Using storage elements for data transport in FGCI
Moving large datasets between the local computer and grid clusters is often one of the major bottlenecks in grid computing. The FGCI environment includes a centralised data repository that can be used to avoid copying the same file repetitively between the local computer and the FGCI environment. This system allows FGCI users to load data into a central repository that can be accessed form the computing nodes, and is commonly referred to as a storage element. The storage element system of ARC has a cache system that in many cases significantly reduces the network load and speeds up the job submission process.

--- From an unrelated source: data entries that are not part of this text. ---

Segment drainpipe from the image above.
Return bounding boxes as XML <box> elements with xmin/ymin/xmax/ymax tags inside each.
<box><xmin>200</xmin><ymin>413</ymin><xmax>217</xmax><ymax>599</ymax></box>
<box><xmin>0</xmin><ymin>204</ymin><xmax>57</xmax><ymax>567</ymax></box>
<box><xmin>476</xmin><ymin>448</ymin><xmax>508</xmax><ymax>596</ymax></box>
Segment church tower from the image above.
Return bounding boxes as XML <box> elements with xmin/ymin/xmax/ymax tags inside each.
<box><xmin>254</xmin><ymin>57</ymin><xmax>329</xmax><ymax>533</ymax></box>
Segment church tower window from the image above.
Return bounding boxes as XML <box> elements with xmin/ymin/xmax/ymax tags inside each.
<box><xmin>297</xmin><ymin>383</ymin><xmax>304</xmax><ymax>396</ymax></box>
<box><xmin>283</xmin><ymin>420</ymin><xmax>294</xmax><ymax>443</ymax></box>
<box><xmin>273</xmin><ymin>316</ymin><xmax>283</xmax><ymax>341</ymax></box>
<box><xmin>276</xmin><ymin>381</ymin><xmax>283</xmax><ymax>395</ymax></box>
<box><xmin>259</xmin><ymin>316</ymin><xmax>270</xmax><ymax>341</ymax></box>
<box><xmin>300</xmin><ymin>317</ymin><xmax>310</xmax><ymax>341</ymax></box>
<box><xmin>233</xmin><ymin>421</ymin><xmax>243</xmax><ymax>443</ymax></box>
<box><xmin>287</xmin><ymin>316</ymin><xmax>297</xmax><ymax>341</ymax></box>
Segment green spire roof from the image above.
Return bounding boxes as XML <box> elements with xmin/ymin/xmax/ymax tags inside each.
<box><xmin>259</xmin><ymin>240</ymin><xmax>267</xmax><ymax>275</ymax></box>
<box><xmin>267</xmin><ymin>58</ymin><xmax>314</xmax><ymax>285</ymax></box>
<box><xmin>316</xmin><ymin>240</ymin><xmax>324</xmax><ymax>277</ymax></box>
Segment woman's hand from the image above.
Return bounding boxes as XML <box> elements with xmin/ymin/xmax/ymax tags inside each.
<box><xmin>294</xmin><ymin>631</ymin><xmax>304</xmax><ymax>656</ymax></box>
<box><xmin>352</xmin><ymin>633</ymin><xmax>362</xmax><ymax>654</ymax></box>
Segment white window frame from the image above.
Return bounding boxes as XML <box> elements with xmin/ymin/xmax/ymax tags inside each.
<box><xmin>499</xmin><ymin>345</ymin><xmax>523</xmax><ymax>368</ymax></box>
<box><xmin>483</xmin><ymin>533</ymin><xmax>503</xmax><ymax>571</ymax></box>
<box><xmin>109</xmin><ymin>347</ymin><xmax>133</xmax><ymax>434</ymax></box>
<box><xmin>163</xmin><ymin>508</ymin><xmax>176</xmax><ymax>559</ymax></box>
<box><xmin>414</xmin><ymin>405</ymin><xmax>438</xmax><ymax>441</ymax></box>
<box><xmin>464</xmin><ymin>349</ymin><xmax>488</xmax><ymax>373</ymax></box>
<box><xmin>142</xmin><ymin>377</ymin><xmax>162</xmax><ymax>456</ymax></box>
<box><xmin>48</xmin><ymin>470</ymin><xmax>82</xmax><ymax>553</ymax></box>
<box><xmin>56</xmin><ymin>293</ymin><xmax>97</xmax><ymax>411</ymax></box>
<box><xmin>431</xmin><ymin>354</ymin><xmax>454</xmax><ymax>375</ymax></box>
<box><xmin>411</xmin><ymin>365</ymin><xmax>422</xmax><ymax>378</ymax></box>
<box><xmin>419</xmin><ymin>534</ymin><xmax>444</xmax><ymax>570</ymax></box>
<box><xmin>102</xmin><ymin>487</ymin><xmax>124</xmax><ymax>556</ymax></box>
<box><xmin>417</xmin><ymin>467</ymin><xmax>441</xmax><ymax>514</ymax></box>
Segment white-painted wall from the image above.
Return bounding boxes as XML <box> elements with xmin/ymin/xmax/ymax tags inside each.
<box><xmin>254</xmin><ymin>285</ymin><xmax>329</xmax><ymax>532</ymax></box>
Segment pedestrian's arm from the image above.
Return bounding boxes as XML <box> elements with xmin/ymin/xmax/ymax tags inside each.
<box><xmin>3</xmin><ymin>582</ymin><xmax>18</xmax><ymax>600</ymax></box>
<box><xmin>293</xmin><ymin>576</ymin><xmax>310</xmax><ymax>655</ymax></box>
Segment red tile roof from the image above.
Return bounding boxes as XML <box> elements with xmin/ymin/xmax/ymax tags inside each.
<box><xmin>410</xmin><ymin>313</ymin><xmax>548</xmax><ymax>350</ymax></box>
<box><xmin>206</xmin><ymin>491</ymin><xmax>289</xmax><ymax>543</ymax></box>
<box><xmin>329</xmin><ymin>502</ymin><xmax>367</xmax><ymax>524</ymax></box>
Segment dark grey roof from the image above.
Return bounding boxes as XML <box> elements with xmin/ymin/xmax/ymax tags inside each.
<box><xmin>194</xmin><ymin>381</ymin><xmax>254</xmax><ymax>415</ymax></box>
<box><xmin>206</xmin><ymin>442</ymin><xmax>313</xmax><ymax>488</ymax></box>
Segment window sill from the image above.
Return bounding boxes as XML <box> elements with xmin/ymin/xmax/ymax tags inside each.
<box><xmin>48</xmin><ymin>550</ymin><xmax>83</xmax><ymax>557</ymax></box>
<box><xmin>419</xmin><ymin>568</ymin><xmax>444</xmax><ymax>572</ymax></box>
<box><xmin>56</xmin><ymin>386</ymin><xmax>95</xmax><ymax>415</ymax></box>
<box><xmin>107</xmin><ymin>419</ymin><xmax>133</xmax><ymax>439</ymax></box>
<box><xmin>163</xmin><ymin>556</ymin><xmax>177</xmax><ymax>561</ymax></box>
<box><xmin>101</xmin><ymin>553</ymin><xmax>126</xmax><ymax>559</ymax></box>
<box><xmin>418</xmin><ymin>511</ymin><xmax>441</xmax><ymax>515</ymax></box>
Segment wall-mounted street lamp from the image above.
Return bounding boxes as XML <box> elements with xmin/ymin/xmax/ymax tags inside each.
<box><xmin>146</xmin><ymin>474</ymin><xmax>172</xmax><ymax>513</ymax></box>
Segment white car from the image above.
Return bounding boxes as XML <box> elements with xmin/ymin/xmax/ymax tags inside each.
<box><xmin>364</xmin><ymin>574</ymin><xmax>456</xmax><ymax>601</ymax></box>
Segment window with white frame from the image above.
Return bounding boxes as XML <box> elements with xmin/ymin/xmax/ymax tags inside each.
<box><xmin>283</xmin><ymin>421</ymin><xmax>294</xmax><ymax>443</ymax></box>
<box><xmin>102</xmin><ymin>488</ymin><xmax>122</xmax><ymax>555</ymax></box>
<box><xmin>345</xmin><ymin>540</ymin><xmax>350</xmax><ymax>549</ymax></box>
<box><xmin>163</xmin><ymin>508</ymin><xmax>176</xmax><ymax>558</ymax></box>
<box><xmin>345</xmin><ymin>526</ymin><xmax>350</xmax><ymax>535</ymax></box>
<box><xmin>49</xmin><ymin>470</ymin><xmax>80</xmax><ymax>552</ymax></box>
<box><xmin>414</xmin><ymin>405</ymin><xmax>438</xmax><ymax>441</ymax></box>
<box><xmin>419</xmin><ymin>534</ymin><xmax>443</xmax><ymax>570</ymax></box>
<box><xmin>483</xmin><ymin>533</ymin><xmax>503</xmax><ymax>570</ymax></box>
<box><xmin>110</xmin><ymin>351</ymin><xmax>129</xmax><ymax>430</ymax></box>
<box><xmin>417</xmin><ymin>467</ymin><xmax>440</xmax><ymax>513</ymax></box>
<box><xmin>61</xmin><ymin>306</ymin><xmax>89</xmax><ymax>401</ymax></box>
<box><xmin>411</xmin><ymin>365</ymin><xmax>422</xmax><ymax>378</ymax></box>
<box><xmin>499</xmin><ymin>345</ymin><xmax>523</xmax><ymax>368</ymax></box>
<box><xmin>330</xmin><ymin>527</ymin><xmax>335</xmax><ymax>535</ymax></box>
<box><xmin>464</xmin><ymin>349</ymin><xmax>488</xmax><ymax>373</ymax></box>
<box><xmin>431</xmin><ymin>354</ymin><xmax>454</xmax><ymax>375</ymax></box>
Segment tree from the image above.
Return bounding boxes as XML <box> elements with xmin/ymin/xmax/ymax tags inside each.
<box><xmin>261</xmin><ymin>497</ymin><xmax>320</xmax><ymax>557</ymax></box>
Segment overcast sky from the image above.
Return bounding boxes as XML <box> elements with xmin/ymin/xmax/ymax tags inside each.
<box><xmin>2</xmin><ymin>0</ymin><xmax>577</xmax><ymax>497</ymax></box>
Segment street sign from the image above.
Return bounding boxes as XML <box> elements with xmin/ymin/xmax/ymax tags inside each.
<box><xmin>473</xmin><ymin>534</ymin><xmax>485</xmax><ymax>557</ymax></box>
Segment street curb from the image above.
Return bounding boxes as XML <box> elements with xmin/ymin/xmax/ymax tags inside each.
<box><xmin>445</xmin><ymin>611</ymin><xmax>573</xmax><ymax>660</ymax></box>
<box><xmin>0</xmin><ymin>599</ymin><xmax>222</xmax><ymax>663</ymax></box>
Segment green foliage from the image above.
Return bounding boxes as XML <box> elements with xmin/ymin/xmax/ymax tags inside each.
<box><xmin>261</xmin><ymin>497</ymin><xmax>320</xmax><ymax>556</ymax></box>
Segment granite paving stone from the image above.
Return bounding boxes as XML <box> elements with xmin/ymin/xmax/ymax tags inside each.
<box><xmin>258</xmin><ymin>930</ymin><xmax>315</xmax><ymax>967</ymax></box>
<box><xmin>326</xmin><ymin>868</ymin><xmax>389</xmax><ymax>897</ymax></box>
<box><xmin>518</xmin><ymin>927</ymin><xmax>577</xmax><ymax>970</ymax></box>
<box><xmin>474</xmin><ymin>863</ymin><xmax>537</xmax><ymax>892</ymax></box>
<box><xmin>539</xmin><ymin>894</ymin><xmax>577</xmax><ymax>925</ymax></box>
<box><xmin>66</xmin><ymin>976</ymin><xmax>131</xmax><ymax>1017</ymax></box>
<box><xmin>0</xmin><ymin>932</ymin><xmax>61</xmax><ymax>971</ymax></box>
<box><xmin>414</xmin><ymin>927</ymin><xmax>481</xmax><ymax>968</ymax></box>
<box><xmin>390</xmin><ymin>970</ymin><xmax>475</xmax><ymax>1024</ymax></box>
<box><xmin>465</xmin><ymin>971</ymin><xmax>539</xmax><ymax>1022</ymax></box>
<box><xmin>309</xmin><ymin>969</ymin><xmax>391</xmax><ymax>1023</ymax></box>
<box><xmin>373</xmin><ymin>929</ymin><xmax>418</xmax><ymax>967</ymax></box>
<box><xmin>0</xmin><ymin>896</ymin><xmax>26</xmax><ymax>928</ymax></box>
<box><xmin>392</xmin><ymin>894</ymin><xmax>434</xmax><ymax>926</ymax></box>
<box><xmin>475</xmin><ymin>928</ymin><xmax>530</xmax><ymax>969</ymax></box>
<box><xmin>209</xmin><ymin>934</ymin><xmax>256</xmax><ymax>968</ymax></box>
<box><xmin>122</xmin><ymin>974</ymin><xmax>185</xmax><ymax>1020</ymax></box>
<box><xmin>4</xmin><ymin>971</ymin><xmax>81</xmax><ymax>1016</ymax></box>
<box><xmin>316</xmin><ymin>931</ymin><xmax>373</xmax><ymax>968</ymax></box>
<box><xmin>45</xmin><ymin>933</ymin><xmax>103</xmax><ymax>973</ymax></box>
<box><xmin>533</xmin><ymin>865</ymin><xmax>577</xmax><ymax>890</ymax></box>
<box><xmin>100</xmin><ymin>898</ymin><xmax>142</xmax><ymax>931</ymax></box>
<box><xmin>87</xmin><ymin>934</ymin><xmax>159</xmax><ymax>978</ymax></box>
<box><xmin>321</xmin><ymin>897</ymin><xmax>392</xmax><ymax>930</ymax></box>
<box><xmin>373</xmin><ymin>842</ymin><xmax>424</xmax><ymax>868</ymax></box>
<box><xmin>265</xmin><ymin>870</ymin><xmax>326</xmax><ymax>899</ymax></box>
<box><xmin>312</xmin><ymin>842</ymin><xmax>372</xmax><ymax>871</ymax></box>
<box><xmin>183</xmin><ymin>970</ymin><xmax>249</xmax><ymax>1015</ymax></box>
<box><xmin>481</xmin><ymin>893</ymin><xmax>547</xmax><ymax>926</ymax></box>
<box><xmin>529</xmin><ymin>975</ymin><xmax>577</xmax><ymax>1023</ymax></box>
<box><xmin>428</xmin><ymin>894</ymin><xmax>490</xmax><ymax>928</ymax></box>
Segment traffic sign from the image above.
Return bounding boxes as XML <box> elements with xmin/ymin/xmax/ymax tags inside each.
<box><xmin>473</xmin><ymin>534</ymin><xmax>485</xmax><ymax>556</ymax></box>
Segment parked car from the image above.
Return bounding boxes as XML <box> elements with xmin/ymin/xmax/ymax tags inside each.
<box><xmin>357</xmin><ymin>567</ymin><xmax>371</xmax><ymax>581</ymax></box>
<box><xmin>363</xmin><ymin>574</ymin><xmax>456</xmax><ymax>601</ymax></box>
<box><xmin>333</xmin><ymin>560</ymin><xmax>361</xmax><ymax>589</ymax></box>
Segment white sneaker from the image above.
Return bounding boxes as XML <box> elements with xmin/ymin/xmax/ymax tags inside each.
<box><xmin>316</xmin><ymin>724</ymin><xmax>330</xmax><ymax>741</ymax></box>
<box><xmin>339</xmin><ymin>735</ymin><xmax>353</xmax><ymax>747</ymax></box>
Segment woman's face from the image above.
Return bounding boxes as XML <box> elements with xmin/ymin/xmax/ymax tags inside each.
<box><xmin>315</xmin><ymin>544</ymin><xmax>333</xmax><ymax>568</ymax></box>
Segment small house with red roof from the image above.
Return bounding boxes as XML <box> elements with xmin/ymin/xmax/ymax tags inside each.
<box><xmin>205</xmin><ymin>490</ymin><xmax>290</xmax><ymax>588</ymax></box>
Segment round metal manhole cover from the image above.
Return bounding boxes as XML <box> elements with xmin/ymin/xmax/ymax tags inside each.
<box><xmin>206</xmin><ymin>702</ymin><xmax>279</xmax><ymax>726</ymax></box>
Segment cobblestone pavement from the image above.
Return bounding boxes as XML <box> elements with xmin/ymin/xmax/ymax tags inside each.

To illustrate the benefits of storage elements, lets assume that we are submitting one hundred grid jobs, all of which need the same large input file called bigdb.txt. If the input file is copied using the normal input file definitions in the job description files, then the bigdb.txt file is transported from local machine to the computing clusters one hundred times. A more clever way in this case is to first upload the bigdb.txt to the grid storage element. Then we modify the job description file so that in the input file list we refer to the bigdb.txt file in the storage element rather than to the local copy. When we now launch the 100 grid jobs, the first job in each computing cluster copies the input file from the storage element to the cache disk area of the computing cluster. Subsequent jobs now can use the same file from the local data cache. Thus, if we send 100 jobs to ten computing clusters, the data only needs to be transported from the storage element to the remote clusters only ten times.
The storage element of FGCI is based on the SRM (Storage Resource Manager) protocol. The address of the storage element protocol is:
User specific directories are not automatically created in the FGCI storage element. Instead, users should create their own personal sub-directory when they use the FGCI storage element for the first time.
The storage element system is intended to support running computing tasks in the FGCI environment. It is not intended for storing data for longer periods. As the size of the storage element is rather limited users must remove their unused data from the storage element. When the storage element starts filling up, the oldest files will be automatically removed. It should also be noted that the security level of the storage element is very low: you should not use it for sensitive data.
The files stored on the storage element can't be modified. If you wish to modify a file in storage element, you must first download it to your computer, modify the local copy, remove the original file from the storage element and then copy the modified file back to the storage element.
Using storage elements with ARC commands
The storage element can be used through a set of ARC commands arcls, arccp and arcrm. The command arccp can be used to copy data between the local computer and the storage element. For example, the file bidgb.txt can be copied to the storage element with the command:
arccp bidgb.txt srm://bombay.csc.fi/fgi/userdirs/my_username/bigdb.txt
Note that in the file path of storage element we have added one extra folder level: my_username. When the command above is executed two things happen: 1. a new directory called my_username is created (if it does not yet exist). 2. the file bigdb.txt is copied there. (Currently the ARC client does not have a separate command for creating new directories. To create a new directory you must use the arccp command as above)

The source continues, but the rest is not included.